順縁が整っていない事例のすべては、説法者たる師と聞法者である弟子の何かに問題があり、順縁に不備がある状態となっているものであるが、これには、師の側に不備がある場合、弟子の側に不備がある場合、両者の準備状況が整っていなく不備がある場合の三通りに分類できる。

師の側に不備がある場合

師の側に不備がある場合には、次のようなものがある。たとえば弟子がいくら聴聞したいと思っていても、師が疲労していて説法したいと思えない場合がこれである。(事例1)弟子には学びたいという意欲があっても、師には教えたいという意欲が弟子の要望を満たすだけないので、伝法が行われずまた、共に菩薩行を実践することができない状況になる。この場合には弟子の側では準備ができているが、師の側では不備がある、ということなる。同様に、弟子が聴聞したい場所や時間が、師の都合に合っていない場合(事例2)、弟子は生活に困っていないが、師は生活に困っている場合(事例3)、弟子が乞食行脚の功徳等を身につけているのに、師が身につけていない場合(事例4)、弟子は善なる意思を充分にもっているのに、師にはそのような信心がない場合(事例5)、弟子はすべての所有物を施したいが、師は物惜しみしている場合(事例6)、弟子は貴重な宝物などを献上したいが、師は受け取りたくない場合(事例7)、弟子は簡潔な説明で充分なのに、師は詳細な説明を必要としている場合(事例8)、弟子は十二部教等をきちんと理解しているのに、師が理解ができていない場合(事例9)、弟子が六波羅蜜等を習得しているの、師が習得できていない場合(事例10)、弟子が成道への方便に通じているのに師が通じていない場合(事例11)、弟子は聴聞した内容の記憶を保持できる呪文を知っているのに、師が知らない場合(事例12)、弟子は経典を筆写したいのに、師がさせたくない場合(事例13)、弟子が性欲、害心、躁鬱状態、意識喪失、不信感といった五つの精神障害を克服しているのに、師にはそれがある場合(事例14)、といったものがある。

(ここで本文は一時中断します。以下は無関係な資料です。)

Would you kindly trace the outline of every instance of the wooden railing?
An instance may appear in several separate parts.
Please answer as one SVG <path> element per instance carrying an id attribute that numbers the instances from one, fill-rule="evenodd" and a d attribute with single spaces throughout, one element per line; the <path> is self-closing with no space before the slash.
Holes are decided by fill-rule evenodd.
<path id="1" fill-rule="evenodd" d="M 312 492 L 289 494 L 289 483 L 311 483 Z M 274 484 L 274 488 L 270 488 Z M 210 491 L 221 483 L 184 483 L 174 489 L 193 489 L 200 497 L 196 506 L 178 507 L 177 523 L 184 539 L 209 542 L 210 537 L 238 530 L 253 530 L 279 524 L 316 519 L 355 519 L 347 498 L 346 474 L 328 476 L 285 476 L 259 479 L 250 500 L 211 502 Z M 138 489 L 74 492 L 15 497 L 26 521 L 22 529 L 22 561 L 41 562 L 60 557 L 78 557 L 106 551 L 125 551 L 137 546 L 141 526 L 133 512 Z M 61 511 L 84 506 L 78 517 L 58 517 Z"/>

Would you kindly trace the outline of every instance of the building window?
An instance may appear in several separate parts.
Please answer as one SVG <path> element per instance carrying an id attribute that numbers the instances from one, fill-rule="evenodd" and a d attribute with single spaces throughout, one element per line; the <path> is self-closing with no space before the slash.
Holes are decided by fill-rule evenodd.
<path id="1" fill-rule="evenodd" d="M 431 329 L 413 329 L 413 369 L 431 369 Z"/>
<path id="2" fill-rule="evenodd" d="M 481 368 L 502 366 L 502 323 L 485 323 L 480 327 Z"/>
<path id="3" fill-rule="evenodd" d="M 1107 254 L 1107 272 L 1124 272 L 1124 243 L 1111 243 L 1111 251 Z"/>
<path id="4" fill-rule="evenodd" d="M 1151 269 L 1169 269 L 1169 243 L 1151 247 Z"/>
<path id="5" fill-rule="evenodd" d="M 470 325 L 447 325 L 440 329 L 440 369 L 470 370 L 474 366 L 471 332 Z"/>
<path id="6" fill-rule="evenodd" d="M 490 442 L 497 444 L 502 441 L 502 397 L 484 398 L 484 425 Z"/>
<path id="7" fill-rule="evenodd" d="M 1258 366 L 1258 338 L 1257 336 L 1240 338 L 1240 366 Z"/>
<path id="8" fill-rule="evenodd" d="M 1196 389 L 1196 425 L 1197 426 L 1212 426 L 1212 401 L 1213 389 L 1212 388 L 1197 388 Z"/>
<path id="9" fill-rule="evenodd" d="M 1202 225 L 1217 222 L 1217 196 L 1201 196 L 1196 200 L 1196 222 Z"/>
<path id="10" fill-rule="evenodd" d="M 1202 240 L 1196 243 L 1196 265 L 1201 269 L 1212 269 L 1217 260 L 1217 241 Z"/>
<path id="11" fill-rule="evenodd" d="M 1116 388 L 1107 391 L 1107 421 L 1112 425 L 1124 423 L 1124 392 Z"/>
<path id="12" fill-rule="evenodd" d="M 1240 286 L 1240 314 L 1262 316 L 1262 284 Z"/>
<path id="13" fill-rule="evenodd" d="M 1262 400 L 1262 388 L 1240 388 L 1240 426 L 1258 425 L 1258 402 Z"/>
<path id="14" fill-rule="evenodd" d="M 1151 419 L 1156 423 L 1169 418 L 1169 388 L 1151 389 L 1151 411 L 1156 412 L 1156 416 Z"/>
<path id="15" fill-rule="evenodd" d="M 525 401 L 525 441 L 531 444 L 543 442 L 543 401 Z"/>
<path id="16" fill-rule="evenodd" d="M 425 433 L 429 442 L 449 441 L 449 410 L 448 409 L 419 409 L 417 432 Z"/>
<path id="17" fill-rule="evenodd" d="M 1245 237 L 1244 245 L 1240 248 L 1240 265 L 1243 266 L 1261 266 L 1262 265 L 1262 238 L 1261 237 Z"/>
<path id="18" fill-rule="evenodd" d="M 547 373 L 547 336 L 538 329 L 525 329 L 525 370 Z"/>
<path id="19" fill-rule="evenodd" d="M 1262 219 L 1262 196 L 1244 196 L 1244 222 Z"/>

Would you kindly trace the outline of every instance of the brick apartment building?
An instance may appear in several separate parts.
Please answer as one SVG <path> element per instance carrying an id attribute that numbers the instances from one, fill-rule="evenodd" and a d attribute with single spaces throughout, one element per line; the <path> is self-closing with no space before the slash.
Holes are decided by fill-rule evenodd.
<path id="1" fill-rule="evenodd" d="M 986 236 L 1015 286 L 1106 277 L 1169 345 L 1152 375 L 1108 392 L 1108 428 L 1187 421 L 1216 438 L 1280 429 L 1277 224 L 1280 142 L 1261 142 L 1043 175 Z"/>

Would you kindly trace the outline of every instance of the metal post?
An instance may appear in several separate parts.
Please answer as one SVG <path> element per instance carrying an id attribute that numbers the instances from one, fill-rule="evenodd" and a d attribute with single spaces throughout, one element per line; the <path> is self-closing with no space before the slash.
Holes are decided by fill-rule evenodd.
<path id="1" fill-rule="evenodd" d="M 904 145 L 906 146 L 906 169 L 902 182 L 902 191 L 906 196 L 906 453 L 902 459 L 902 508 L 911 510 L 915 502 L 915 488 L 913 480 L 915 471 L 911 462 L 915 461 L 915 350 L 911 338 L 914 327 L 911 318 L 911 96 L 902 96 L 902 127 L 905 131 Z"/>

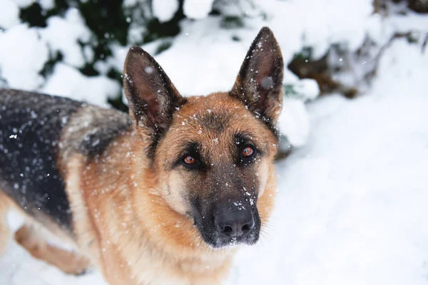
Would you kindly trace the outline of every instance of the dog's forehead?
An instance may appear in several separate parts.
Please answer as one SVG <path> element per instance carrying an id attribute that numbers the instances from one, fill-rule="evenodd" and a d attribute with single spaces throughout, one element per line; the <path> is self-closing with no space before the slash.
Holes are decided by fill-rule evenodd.
<path id="1" fill-rule="evenodd" d="M 254 117 L 242 103 L 228 93 L 194 96 L 176 114 L 176 121 L 183 128 L 221 133 L 243 128 Z"/>

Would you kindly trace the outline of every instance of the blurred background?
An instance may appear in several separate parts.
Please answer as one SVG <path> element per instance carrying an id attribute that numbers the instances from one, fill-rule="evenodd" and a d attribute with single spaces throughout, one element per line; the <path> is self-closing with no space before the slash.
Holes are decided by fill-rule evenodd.
<path id="1" fill-rule="evenodd" d="M 225 91 L 264 26 L 286 65 L 278 201 L 229 282 L 427 284 L 427 0 L 0 0 L 0 87 L 126 110 L 137 45 L 182 94 Z M 12 249 L 1 284 L 101 280 Z"/>

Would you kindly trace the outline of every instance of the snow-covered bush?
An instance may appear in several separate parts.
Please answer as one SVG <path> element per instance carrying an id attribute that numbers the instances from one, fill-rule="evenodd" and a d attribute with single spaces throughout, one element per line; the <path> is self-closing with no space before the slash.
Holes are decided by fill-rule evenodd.
<path id="1" fill-rule="evenodd" d="M 253 38 L 268 26 L 289 68 L 280 118 L 284 145 L 298 147 L 309 132 L 305 103 L 320 92 L 364 91 L 397 34 L 419 33 L 417 42 L 423 42 L 427 17 L 407 23 L 406 14 L 414 13 L 407 6 L 388 0 L 0 0 L 0 86 L 126 110 L 122 66 L 129 46 L 139 45 L 183 95 L 227 90 Z"/>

これらの事例は師の側に何らかの不備があり、弟子の要望を果たせない事例だが、このような状況であろうとも「私たち弟子には問題はないが、師には問題があるので、良くない師である」と考えるのは、あまりにも身勝手である。よき師に恵まれないのは、師の責任ではなく、自分の業が成熟していないことの結果である。『菩提道次第論』で説かれる師事作法でも詳しく述べられように、そもそも自分と功徳が同等かあるいは自分よりも優れた師に師事するのは、弟子としての務めのひとつであり、たとえ師の方で偶々不都合があろうとも、自分だけ菩薩として成長したいと考えるのはあまりにも身勝手である。そもそも仏教以外のことであれ、何かを学びたいと思う限り、それを教えて下さる方の都合や事情を充分考慮すべきであり、何か不都合や不備があったとしても、それを相手のせいにするべきではなく、自分自身の悪業の結果、順縁が整わないという魔の仕業の影響がでていると思い、この状況を打破するために、より一層功徳を積集することに精進しなくてはならないのである。

弟子の側に不備がある場合

弟子の側に不備があり、順縁が整わない場合には、弟子が地獄などの悪趣に行きたくない、享楽的な天国に行きたいという誤った意志をもっていることに起因しているものである。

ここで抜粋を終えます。